璃景は千海に倣って、そのおはぎを箸で少しだけ切り分け、口へと運んだ。


もっちりとした米の食感と、それを包み込む優しくも力強い、どこか独特のコクがある甘みが広がる。


「……! おぉ、これは……確かに、君が『クセになる』と言うのも頷ける。珈琲に入れたあの雪のような『さとう』の甘みとはまた違う、大地の恵みを感じるような、深く、後を引く甘さだね」


うどんの塩気のある出汁の後に、この甘みを挟むとは、この国の食文化は本当に奥が深い。

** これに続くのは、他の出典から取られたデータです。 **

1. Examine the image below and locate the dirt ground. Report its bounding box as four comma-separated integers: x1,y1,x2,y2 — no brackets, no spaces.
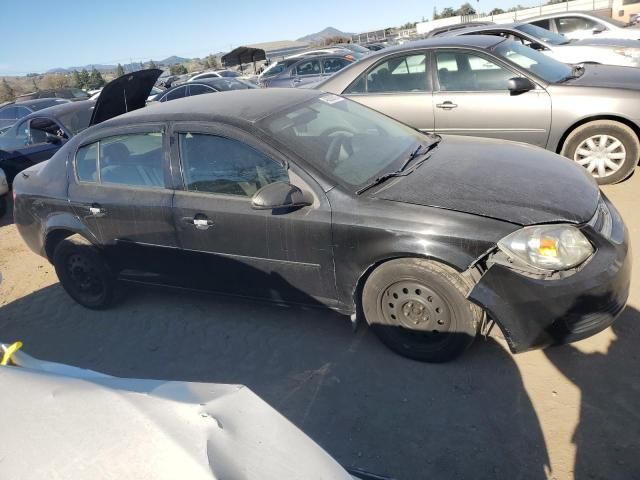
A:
0,174,640,480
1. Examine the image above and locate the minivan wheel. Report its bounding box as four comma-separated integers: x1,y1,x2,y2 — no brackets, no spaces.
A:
561,120,640,185
362,258,481,363
53,235,116,310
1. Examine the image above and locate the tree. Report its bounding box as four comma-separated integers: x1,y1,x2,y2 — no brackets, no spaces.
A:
87,67,107,90
0,78,16,102
169,63,189,75
456,2,476,16
71,70,84,88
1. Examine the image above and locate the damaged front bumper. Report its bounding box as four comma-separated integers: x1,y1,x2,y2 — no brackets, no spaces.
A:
469,199,631,353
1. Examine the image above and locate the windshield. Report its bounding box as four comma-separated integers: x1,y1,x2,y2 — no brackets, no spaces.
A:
516,23,569,45
258,95,429,187
493,40,572,83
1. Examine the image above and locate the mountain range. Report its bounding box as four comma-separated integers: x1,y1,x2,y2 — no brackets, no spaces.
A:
46,27,351,73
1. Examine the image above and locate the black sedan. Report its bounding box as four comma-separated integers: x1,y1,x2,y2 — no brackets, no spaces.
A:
155,78,258,102
14,89,631,361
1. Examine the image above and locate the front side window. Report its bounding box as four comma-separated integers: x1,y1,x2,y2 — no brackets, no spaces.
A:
189,85,215,96
179,133,289,197
345,53,427,93
296,60,320,76
258,94,429,187
436,52,515,92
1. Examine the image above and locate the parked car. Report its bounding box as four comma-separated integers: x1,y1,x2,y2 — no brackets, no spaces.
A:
440,23,640,67
524,12,640,40
258,55,353,87
16,88,89,103
187,70,242,82
0,70,161,218
14,88,631,361
0,98,69,134
0,342,392,480
316,35,640,184
156,78,258,102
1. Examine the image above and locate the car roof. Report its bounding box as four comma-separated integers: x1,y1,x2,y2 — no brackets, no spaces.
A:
98,88,325,128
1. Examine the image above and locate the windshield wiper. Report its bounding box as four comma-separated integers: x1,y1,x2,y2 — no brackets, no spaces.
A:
356,135,442,195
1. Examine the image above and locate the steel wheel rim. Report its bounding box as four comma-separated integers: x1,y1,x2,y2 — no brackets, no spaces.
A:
380,280,452,339
67,254,104,298
573,135,627,178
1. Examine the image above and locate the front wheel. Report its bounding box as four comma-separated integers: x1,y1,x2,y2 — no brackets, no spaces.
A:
53,235,116,310
561,120,640,185
362,258,481,363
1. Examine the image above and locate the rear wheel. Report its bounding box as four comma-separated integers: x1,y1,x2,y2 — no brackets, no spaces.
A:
561,120,640,185
53,235,116,310
362,258,481,362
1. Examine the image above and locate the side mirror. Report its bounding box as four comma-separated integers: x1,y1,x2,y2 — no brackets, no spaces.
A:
251,182,313,210
507,77,536,95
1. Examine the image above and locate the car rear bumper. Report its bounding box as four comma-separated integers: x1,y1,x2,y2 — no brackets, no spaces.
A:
469,197,631,353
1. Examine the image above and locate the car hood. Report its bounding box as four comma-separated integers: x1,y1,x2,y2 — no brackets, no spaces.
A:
564,64,640,90
372,136,600,225
89,68,162,126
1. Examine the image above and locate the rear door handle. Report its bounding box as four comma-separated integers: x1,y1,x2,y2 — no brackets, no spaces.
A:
436,102,458,110
89,203,107,217
182,213,213,230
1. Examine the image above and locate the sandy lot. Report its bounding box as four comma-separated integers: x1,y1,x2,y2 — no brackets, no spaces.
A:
0,174,640,480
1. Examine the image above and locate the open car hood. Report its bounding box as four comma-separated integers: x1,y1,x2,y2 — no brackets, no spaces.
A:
0,344,356,480
89,68,162,126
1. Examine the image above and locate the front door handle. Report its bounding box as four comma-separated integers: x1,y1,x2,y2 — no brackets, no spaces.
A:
436,102,458,110
182,213,213,230
89,203,107,217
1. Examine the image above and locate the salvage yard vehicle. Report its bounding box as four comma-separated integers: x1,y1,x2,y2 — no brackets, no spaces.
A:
14,89,631,362
446,23,640,67
0,70,160,216
523,11,640,40
315,35,640,184
258,54,353,87
155,78,258,102
0,342,392,480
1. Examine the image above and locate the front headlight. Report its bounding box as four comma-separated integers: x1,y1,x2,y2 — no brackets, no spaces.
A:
498,225,593,270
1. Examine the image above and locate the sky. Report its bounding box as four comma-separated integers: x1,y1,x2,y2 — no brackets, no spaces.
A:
0,0,540,76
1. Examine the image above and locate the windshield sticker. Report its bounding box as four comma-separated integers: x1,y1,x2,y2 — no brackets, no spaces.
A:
320,94,344,105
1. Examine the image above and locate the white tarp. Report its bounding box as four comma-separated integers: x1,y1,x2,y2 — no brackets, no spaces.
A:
0,344,352,480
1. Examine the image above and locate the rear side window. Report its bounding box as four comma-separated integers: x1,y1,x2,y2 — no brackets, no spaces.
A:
76,132,165,188
345,53,427,93
76,142,98,183
175,133,289,197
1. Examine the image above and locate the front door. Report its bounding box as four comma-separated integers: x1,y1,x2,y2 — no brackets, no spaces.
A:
343,51,434,132
433,50,551,148
69,126,177,274
172,126,335,304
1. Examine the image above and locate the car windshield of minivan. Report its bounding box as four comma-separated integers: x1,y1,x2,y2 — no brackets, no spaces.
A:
258,95,433,187
493,40,574,83
516,23,571,45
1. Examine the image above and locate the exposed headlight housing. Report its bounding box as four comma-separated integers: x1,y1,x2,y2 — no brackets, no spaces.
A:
498,225,594,271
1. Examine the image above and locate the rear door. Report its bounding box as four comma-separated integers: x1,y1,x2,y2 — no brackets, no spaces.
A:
343,51,434,131
172,124,335,303
433,50,551,148
69,124,176,273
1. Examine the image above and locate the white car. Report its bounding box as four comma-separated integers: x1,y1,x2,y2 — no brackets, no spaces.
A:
523,12,640,40
450,23,640,67
187,70,242,83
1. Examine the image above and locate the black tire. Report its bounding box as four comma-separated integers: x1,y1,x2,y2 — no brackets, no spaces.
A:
561,120,640,185
362,258,481,363
53,235,116,310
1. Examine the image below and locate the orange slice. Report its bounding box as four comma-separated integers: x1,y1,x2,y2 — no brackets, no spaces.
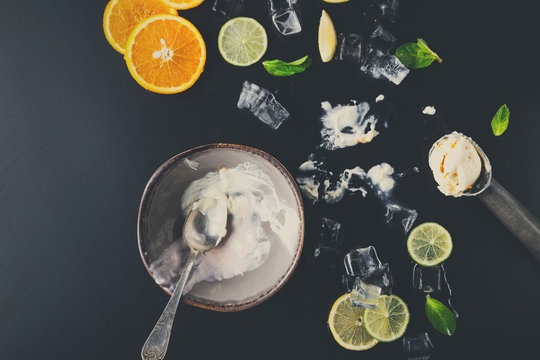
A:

璃景は口の中に広がる至福の味わいに、思わず深くため息を漏らした。


「美味いな、千海。うどんといい、このおはぎといい……君の思い出の味は、どれも私を骨抜きにしてしまうようだ」


璃景は心底感心したように続ける。


「君が小さな頃、この味を噛み締めながらどんな風に過ごしていたのか、その情景が目に浮かぶようだよ」


千海は「そうでしょう!」と、自分のことのように誇らしげに胸を張った。


その姿がなんだかたまらなく微笑ましくて、璃景はまた小さく笑ってしまう。


「ハイテク化に一瞬は驚かされたが、こうして変わらない美味に出会えた。幸先の良い旅の始まりだね、我が作家殿」


璃景は箸を置き、満足げに息を吐いた。


「……よし、お腹も心もこれ以上ないほど満たされたところで、いよいよ君の故郷である『こくら』の街へと、本格的に繰り出そうじゃないか!」


ここまでお読みいただきありがとうございます。


今回は、千海の故郷のうどんとおはぎを堪能した二人。


一瞬『ハイテク化』に翻弄されましたが、璃景の優しさが少し伝わる回になっていたら嬉しいです。


二人がこれからどんな掛け合いをしていくのか、楽しんでいただけましたら嬉しいです。